De la géométrie en politique : retour sur la commission Bronner
Une « lumière relative[1] » : la commission Bronner
«Faire des propositions concrètes dans les champs de l’éducation, de la régulation » pour lutter « contre les diffuseurs de haine et de la désinformation », contre « le recul du savoir et de la science » et contribuer ainsi à « libérer la société des bulles qui enferment une partie de nos concitoyens et nourrissent les extrémismes, la haine, la violence, les dérives sectaires et les obscurantismes ». C’est le but de la commission d’État intitulée « Les Lumières à l’ère numérique » que le Président Emmanuel Macron a instaurée le 29 septembre dernier, en tant que « garant de l’unité de la Nation et de la pérennité de nos institutions[2] ».
Bien entendu, la mission de la commission et de la quinzaine d’experts qui la composent est plus qu’honorable.
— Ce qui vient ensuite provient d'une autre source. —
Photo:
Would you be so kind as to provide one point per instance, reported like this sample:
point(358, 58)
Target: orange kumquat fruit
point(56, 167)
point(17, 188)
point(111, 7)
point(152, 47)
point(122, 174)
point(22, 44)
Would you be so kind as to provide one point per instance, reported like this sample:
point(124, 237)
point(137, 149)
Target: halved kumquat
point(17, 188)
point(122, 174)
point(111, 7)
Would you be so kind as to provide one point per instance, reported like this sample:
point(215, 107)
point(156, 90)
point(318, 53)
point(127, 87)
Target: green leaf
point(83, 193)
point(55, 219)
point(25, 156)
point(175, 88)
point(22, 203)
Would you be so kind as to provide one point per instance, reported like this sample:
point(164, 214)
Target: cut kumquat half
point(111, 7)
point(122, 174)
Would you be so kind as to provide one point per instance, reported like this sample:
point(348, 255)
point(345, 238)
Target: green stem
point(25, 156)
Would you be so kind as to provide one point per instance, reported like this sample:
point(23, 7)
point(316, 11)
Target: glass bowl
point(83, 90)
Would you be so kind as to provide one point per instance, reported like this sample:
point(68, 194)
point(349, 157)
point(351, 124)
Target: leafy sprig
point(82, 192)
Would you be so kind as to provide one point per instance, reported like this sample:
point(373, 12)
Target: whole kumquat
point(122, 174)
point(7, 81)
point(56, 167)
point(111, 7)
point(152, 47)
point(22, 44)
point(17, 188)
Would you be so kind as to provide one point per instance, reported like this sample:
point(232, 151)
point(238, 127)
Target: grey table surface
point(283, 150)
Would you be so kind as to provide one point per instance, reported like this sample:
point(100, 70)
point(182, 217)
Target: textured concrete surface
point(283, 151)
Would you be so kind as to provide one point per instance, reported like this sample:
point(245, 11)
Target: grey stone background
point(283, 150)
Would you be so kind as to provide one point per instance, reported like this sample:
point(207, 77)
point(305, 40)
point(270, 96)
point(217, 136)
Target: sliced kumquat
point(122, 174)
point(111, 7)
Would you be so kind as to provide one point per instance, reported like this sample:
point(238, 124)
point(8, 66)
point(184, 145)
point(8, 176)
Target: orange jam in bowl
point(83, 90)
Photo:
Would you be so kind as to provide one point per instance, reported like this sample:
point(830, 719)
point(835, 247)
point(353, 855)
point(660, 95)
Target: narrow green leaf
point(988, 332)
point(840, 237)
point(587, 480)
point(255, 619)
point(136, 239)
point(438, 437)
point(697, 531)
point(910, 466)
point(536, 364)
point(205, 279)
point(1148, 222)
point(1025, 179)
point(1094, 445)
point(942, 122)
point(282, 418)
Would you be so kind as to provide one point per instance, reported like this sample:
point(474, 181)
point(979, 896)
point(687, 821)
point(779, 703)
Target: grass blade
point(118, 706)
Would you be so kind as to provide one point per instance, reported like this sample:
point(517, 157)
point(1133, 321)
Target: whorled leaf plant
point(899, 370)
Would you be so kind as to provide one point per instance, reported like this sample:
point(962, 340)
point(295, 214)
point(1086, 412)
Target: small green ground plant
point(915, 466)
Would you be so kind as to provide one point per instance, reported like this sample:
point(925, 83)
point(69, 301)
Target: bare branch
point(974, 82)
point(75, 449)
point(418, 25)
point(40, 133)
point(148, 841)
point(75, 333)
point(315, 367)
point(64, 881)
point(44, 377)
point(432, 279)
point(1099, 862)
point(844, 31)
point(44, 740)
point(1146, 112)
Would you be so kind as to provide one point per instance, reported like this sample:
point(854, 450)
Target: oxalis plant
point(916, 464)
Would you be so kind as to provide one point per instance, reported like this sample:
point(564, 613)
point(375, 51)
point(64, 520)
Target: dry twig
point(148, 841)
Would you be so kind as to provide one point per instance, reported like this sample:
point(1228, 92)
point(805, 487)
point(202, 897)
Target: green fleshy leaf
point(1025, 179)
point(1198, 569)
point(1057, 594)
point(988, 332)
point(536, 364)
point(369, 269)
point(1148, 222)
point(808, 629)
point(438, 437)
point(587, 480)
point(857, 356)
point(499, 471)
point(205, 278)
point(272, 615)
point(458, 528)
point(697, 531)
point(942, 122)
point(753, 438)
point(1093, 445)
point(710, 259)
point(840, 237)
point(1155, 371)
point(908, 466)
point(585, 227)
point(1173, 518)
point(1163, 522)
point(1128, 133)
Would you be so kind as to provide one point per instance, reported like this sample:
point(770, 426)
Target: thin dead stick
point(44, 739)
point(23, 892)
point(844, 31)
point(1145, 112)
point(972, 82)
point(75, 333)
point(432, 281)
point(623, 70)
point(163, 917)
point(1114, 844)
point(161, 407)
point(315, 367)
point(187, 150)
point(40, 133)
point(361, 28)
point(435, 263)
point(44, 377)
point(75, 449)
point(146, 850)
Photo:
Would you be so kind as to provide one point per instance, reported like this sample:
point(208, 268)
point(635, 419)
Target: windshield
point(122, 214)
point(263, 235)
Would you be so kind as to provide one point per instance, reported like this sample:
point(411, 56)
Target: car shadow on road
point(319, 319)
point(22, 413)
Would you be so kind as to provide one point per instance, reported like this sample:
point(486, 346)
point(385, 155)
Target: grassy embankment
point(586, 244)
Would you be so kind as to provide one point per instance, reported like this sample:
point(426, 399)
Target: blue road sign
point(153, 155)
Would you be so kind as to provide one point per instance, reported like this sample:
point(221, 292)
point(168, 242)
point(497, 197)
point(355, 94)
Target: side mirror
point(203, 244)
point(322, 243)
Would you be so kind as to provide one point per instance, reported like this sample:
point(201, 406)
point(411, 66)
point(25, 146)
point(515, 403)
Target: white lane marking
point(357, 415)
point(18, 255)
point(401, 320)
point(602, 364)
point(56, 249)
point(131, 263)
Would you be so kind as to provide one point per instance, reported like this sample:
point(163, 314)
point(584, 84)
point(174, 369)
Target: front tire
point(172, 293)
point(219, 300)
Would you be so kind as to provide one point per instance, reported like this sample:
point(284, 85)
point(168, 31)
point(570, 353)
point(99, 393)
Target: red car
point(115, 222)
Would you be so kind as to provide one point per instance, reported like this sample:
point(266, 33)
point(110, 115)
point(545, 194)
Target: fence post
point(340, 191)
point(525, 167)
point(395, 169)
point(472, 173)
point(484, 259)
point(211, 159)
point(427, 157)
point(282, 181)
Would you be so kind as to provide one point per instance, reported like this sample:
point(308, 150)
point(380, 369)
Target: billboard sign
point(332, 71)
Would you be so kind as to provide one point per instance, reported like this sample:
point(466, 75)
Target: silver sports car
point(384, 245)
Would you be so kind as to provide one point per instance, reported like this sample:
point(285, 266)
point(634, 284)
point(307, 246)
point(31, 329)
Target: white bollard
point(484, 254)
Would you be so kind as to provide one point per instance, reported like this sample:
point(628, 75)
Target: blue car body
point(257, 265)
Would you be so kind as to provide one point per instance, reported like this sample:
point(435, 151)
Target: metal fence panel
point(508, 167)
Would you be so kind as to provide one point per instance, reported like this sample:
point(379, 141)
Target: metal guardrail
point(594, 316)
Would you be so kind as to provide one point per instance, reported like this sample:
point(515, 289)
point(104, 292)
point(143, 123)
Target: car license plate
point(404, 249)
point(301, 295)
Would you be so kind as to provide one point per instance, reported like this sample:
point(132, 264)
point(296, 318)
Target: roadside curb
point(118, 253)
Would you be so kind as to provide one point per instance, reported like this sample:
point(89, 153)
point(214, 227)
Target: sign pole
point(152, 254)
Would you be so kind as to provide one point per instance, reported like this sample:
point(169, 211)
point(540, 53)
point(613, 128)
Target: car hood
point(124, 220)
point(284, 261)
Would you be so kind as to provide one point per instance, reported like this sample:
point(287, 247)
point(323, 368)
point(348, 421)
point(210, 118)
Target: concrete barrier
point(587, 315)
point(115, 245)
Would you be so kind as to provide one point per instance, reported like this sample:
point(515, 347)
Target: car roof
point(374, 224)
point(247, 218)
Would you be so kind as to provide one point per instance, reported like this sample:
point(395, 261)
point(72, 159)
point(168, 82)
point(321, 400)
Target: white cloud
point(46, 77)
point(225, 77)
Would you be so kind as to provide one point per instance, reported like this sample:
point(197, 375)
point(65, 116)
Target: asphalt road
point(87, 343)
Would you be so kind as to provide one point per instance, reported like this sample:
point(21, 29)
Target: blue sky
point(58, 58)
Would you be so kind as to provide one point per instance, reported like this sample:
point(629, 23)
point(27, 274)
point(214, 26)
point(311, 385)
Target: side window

Qui donc pourrait s’ériger contre de telles luttes et défendre les « entrepreneurs de haine » ? Réguler les dispositifs numériques et réfléchir sur les dérives des réseaux sociaux sont bel et bien des objectifs à même de susciter le « consensus scientifique » que la commission appelle de ses vœux.

Et pourtant, la création d’une telle commission suscite un certain malaise. Est-il opportun d’organiser sous la tutelle de l’État un combat apolitique pour la vérité, contre l’ignorance et la désinformation ? Après tout, le précepte fondamental des Lumières dont se réclame la commission est que l’usage public de la raison doit mettre à l’épreuve toutes les opinions, y compris celles des tenants du pouvoir. Les « tuteurs du peuple », disait Kant dans Qu’est-ce que les Lumières ? (1784), ne peuvent être en « état de tutelle » car ils doivent pouvoir établir un rapport critique au présent et à eux-mêmes mais aussi aux principes de gouvernement et aux raisons d’État.
Mais peut-être que ce malaise à l’égard de la commission relève de la simple désobligeance – une désobligeance qui aurait déjà conduit les « esprits malveillants » à « radiographier chacun de ses membres[3] ».